Something that might seem obvious is the thought that a lot of what one knows is in a general stream of consciousness, out of which we may pick a combination of concepts/words to solve or describe a problem new or different to us. Specialists might not go through the trouble, since the process does not interest them since the subject or problem does not fall within the purview of their specialization. How to manage the obvious without insult to others? It seems that risks must be taken one way or another.

Crossroads

A recent book names an Obijwe town called AAZHOOMOG, crossroads in the Anishinaabe language. And as I say the word "crossroads" I think of the well known rendition of the song done by Ry Cooder. The place where roads cross can be significant, but also may not be of importance. You may be out in the middle of nowhere, see on a map a seemingly significant crossing of roads somewhere, and expect a gas station, cafe or more (?). If the road crosses a river where there are possible or described settlements on either side, you may have something there too. I think of the Twin Cities in Minnesota where the University of Minnesota is on both sides, and St. Paul & Minneapolis are (seemingly) divided there. I have always found the word to be potentially haunting, with possible promise.

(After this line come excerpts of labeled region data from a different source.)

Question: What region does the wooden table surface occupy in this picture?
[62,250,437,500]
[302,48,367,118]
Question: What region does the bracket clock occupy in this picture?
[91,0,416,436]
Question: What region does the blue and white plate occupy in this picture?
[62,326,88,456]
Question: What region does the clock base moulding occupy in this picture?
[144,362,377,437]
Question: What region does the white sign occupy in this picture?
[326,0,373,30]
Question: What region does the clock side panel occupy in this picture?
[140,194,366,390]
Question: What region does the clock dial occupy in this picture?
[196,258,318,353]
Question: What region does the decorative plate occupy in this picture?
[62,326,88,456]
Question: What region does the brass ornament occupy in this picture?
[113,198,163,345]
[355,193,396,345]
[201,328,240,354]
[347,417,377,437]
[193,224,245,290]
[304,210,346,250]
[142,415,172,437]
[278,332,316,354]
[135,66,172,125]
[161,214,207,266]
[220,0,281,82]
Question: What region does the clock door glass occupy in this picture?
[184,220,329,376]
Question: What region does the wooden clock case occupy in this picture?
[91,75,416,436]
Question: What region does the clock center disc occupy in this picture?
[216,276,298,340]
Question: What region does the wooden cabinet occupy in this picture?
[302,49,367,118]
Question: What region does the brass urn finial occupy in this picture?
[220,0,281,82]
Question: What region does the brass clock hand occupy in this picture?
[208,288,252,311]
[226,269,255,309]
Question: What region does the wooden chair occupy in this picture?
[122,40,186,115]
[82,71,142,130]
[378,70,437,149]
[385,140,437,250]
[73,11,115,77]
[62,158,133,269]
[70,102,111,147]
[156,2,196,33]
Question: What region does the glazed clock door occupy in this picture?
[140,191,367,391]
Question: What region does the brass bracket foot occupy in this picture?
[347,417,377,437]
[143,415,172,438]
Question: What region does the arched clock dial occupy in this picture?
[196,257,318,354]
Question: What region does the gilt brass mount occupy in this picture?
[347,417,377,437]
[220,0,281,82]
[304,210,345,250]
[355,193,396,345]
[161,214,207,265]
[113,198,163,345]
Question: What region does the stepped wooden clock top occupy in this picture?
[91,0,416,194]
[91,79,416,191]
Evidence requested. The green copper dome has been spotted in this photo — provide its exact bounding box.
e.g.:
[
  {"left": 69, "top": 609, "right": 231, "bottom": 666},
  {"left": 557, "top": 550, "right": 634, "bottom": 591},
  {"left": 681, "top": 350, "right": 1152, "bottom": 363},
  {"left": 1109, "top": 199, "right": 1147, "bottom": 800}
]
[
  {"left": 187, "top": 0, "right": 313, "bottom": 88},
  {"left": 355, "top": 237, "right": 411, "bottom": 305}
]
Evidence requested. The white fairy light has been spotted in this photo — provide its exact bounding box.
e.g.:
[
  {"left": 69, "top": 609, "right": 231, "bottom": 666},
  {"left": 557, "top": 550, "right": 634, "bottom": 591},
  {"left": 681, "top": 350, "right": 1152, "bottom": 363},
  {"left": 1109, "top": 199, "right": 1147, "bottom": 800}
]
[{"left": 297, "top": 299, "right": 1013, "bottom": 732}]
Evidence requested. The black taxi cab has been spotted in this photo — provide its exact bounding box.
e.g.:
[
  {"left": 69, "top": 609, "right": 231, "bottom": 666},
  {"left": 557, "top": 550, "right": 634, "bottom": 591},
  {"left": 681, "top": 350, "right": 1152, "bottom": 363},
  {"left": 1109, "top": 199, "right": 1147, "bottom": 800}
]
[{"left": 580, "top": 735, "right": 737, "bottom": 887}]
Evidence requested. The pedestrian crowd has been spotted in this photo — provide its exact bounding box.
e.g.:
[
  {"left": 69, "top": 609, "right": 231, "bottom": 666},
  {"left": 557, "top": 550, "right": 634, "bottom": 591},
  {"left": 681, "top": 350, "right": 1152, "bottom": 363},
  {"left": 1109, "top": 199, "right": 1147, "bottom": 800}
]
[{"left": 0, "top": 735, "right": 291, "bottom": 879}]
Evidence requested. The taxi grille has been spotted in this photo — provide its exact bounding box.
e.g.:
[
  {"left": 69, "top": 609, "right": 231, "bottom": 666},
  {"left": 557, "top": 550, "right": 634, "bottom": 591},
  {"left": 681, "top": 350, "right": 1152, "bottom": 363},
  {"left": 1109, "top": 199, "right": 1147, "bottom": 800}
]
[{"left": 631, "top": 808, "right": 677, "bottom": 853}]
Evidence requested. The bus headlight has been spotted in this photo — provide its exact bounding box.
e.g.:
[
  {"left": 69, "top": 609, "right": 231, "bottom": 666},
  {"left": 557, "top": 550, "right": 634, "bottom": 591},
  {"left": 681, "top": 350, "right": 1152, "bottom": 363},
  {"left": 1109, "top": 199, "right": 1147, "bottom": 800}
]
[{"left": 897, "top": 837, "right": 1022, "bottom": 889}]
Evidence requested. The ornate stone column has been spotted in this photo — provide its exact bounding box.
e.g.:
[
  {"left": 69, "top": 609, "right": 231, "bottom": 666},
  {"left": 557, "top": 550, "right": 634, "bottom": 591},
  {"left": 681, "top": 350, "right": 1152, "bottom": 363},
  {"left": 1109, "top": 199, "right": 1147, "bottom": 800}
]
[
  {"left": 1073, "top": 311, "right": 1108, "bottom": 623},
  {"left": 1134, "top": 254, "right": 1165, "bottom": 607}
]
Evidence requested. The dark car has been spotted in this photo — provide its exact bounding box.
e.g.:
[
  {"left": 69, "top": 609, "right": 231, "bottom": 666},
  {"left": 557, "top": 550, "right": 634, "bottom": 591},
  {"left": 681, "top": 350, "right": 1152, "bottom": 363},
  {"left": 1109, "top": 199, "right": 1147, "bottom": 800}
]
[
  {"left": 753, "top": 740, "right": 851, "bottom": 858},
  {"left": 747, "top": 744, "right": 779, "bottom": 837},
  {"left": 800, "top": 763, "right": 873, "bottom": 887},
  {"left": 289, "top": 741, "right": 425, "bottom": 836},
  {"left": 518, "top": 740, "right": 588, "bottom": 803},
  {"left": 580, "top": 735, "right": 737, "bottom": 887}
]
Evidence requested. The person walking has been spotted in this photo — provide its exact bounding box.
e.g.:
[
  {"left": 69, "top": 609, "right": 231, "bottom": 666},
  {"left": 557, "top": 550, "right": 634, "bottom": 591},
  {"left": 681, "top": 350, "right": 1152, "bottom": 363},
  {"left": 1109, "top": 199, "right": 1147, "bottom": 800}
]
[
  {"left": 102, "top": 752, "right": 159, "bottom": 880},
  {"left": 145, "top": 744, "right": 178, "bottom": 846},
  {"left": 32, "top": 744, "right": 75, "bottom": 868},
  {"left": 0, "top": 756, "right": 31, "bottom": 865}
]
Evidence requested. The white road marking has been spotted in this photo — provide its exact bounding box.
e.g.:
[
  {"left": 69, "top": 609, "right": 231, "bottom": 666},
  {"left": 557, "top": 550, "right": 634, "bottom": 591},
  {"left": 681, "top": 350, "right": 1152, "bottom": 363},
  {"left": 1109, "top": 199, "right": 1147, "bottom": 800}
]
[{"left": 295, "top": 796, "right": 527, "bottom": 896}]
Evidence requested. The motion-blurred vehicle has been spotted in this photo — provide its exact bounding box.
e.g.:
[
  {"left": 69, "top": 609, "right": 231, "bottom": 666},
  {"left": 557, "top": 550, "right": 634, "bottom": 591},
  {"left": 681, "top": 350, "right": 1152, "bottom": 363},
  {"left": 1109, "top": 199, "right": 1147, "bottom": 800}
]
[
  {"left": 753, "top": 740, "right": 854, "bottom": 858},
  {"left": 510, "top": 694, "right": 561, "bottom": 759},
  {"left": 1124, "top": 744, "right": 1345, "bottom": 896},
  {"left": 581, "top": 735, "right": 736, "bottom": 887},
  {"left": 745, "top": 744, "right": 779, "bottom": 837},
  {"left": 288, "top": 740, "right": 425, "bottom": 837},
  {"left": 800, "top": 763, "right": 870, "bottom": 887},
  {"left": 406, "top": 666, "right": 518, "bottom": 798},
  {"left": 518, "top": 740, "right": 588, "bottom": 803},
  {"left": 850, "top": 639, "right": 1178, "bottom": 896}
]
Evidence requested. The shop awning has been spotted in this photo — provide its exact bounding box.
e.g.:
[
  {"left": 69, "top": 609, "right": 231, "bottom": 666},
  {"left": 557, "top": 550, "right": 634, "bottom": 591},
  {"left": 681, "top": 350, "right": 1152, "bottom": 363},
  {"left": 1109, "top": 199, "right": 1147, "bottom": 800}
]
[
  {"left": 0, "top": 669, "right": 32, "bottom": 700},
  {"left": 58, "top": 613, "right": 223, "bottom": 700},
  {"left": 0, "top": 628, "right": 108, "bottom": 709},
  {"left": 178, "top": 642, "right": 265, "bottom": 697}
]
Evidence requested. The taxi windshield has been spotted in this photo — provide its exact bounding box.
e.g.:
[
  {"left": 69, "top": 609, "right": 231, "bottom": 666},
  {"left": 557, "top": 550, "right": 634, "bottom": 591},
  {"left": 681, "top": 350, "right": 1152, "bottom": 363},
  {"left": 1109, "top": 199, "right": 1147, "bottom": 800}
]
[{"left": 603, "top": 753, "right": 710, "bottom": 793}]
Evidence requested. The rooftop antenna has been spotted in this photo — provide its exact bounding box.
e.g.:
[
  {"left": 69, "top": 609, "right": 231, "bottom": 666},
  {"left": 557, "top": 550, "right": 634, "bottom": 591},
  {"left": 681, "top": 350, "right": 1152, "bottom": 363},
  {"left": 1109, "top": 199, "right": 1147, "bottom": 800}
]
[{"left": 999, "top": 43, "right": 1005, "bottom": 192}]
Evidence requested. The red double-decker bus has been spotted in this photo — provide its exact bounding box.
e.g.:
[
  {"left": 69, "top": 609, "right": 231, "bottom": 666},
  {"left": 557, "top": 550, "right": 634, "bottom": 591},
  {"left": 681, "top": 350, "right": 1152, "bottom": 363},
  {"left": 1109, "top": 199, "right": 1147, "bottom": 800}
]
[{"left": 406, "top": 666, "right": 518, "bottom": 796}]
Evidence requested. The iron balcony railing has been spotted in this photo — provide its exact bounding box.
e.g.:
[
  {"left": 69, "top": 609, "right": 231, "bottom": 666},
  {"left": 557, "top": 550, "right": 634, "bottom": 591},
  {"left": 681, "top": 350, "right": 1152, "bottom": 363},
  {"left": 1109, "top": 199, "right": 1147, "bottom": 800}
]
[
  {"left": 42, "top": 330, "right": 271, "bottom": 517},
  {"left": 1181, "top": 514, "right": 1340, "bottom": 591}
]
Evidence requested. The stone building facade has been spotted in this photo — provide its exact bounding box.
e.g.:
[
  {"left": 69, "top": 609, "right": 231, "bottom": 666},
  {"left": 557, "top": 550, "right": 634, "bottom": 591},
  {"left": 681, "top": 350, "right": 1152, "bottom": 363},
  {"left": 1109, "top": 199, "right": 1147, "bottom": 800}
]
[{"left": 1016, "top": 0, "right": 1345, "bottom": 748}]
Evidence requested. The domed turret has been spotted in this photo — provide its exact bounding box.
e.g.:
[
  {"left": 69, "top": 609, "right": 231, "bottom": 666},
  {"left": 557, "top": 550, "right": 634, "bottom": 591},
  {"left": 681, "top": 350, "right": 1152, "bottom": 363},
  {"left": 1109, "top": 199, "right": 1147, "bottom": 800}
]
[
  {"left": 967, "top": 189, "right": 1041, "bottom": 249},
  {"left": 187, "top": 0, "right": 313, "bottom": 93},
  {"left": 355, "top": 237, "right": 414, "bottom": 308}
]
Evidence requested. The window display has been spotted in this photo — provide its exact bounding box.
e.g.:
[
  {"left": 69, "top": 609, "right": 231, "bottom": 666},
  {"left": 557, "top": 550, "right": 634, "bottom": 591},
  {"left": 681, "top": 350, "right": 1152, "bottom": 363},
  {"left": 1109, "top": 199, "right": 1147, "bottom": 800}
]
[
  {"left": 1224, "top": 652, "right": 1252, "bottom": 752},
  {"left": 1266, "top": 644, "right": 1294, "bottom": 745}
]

Intersections are a version of crossroads, within a city or town. Some of these do not even have stop signs, much less stop lights. But often these city/town crossroads have power to them, and I have heard some described as "power intersections," where more is going on than meets the eye. There may be some strong businesses there, or organizations which carry some weight, perhaps a church. So what?, as Andy Warhol would have said. What was the first intersection or crossroads to affect your life, the first crossroads?

opacity/transparency

One of my siblings has commented on my opacity, suggesting I be more transparent. One of my erstwhile readers has asked that I reveal myself: Who am I? What do I do for a living/ Etc. So, I intend to describe myself briefly to clear the air a bit, and then satisfy my Sister (and Son, Aaron) later on. I am a 79 year old male, live on a farm and grow vegetables with my dear partner, Joni Lynn Cash. My major identity at oresent is a Haus Mann, described elsewhere in the BLOG, and I intend to go more into this subject in the near future.